BusinessWest Online (02/28/12) Karina L. Schrengohst
Employers can find it difficult to navigate the requirements of the federal Americans With Disabilities Act. Employees may not specifically state that they need accommodation for their disability, and they are not legally required to reference ADA or use the words “disability” or “reasonable accommodation” when communicating to employers. However, supervisors and managers must recognize when a request for accommodation is being made, and under the law, they must provide a reasonable accommodation unless doing so would cause the employer undue hardship. Made on a case-by-case basis, reasonable accommodations could include modified work schedules, time off, wheelchair accessibility, or providing an interpreter, and whether providing such accommodations constitutes an undue hardship is based on the difficulty, disruption, and cost of providing the accommodation; they must be significant to be considered an undue hardship.

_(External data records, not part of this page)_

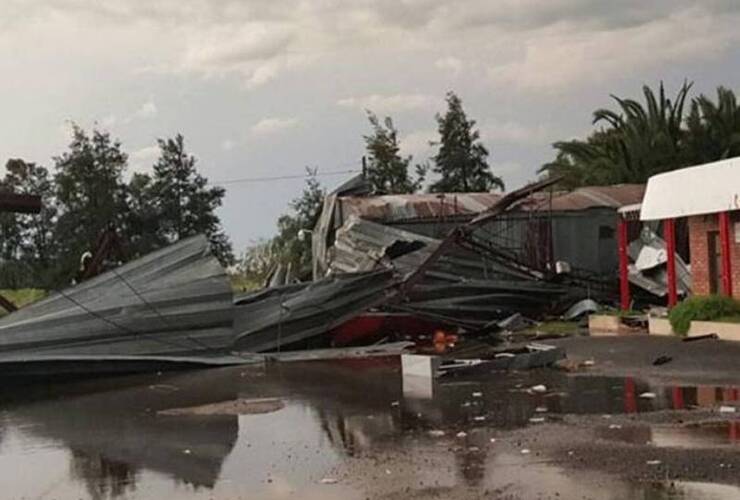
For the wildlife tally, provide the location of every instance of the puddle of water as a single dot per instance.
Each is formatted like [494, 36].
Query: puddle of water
[338, 421]
[697, 436]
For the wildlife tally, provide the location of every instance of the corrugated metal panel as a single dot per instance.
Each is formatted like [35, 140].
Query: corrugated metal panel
[417, 206]
[397, 208]
[174, 302]
[276, 318]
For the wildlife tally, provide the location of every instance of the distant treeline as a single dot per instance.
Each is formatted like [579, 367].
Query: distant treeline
[86, 192]
[628, 145]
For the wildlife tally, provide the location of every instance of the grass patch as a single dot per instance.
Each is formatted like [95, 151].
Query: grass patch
[560, 328]
[22, 297]
[710, 308]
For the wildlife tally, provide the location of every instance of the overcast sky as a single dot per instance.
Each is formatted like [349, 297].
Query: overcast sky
[268, 87]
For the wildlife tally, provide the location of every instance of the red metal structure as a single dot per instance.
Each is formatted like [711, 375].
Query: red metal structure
[624, 283]
[669, 233]
[22, 204]
[726, 253]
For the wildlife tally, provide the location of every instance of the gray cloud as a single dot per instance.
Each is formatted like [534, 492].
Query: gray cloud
[529, 71]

Employers also must engage in an informal, interactive dialogue with employees about the limitations caused by their disability and the options for reasonable accommodation. Employees should state an effective and preferred accommodation, and the employers could respond with alternatives, ensuring that they work together on a solution. The law does not mandate that employers provide the employees’ preferred accommodation, and they can choose one that is more cost-effective and less burdensome. Employers should keep in mind that an expanded definition of disability means more individuals are protected by the ADA, and employers are at greater risk of noncompliance. However, they can minimize this risk by ensuring that supervisors and managers are trained to identify when employees need an accommodation and are requesting one, and they should be ready to interact with employees to determine a reasonable accommodation.